ASTRAL-2's scaling is more complicated to discuss. Asymptotically, ASTRAL-2 runs in O(nk|X|2) time, where n is the number of species, k is the number of genes, and X is a set of bipartitions it computes to constrain the search space. The size of X is not bounded by a polynomial in the input size, and the technique that ASTRAL-2 uses means that X can be large under conditions with high ILS. Thus the asymptotic running times of ASTRAL-2 and ASTRID (used with various distance methods) are quite different.
Running times on simulated data
In practice, creating the distance matrix took the majority of the running time. On 1000 taxa, creating the distance matrix took several minutes to several hours, depending on the number of genes, but running FASTME took less than one second regardless of the number of genes. However, PhyD* methods were much slower than FASTME; on 1000 taxa, running any of the PhyD* methods took approximately 40 minutes (data not shown).
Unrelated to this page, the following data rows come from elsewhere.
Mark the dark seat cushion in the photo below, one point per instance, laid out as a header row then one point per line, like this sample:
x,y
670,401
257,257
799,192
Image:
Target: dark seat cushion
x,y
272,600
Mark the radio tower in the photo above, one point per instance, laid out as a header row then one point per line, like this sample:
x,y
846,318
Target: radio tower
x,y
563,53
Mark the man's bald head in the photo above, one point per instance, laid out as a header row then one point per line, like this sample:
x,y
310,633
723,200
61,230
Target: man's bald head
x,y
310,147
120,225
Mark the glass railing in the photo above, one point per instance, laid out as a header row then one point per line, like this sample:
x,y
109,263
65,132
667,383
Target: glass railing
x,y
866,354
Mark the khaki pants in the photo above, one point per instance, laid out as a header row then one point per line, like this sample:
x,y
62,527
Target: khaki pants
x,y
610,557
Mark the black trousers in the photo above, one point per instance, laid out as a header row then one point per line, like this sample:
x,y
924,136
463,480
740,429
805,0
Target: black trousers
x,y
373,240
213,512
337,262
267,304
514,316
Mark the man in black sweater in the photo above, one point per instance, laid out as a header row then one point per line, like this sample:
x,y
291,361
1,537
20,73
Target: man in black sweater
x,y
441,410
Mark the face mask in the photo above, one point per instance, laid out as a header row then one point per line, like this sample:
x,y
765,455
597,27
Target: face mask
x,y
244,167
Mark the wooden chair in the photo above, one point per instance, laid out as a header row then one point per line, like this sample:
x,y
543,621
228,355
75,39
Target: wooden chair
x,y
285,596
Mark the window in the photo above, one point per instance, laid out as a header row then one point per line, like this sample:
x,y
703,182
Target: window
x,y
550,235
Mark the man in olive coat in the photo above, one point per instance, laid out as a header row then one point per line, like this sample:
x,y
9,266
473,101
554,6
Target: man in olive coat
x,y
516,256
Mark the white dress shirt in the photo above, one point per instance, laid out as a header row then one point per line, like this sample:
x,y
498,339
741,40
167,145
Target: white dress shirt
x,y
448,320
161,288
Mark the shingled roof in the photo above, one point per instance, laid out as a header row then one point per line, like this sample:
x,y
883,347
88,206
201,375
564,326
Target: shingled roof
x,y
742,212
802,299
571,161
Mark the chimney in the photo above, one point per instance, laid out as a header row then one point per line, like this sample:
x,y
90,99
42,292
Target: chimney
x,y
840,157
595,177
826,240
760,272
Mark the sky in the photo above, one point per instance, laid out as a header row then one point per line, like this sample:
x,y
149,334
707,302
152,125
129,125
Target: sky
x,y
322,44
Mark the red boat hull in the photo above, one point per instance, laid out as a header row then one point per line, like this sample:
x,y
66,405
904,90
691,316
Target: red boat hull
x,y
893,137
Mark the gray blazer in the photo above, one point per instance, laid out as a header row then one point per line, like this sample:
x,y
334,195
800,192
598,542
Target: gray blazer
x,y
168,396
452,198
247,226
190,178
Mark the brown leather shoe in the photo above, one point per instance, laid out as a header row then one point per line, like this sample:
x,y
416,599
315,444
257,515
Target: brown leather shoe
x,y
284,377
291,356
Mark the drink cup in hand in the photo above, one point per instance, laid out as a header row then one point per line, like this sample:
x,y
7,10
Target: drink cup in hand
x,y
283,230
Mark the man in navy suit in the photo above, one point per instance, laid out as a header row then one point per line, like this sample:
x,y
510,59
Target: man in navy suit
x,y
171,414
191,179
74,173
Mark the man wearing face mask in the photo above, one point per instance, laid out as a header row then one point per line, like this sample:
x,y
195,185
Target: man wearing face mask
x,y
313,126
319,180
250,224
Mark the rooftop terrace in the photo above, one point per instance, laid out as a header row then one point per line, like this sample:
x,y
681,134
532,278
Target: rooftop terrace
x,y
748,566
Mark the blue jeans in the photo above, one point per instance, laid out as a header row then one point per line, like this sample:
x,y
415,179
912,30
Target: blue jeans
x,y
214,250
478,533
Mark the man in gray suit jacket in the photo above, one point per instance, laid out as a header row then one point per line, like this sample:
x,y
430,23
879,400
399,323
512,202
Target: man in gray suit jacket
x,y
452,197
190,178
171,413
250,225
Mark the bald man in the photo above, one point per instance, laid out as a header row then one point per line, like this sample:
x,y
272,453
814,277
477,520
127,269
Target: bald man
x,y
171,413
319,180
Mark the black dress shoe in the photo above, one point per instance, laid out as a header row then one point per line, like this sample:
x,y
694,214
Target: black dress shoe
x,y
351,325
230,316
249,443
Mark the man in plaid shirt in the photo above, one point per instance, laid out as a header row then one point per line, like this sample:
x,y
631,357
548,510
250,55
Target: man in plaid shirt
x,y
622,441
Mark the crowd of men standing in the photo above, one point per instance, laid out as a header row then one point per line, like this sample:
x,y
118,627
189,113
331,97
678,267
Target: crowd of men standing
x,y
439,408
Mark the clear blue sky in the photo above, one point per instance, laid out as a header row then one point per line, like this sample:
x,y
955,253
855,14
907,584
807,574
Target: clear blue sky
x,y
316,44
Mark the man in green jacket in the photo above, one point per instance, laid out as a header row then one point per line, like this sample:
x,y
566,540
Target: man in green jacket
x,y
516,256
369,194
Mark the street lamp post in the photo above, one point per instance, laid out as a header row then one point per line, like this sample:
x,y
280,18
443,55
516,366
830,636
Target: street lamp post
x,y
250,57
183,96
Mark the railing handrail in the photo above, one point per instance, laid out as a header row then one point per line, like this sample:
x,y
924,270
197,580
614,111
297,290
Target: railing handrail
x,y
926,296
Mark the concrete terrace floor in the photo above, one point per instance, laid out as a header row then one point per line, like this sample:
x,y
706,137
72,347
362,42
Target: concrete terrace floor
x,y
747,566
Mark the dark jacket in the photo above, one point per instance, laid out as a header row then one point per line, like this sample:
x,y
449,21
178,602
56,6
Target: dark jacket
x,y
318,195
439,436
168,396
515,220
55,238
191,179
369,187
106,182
ASTRID depends on FastME, PhyD*, and Dendropy [36].
We recorded running times for ASTRAL-2, ASTRID-FastME, and NJst, on avian simulated datasets with high ILS (1X), as we varied the number of genes (see Figure 12). Note that ASTRID-FastME was by far the fastest of the three methods, and NJst was the slowest. However, the trends suggest that NJst will be faster than ASTRAL-2 for larger numbers of genes. Note also that ASTRID-FastME and NJst both scaled linearly with the number of genes, but that ASTRAL-2's running time scaled superlinearly.
We recorded running times for two variants of ASTRID (one using FastME and the other using BioNJ*), and compared them to ASTRAL-2 on ASTRAL-2 simulated datasets with 1000 taxa (MC11) as we varied the number of genes (Figure 13) and for 500-gene datasets in which we varied the number of taxa (MC 2 and 7-10, see Figure 14). The relative running times show that all methods were very fast for smaller datasets, but were clearly distinguished on the larger datasets, where ASTRID-FastME was much faster than ASTRID-BioNJ* and both variants of ASTRID were much faster than ASTRAL-2. For example, on the dataset with 1000 genes and 1000 taxa, ASTRID-FastME finished in 33 minutes, ASTRID-BioNJ finished in 1 hour and 10 minutes, and ASTRAL-2 finished in 12 hours and 30 minutes.
Running times on biological data
We recorded running times for ASTRID-FastME and ASTRAL-2 on the mammalian biological dataset. Both methods took 6 seconds for a single bootstrap replicate on one core of a 2.7 GHz Intel Xeon processor with 424 genes and 37 taxa.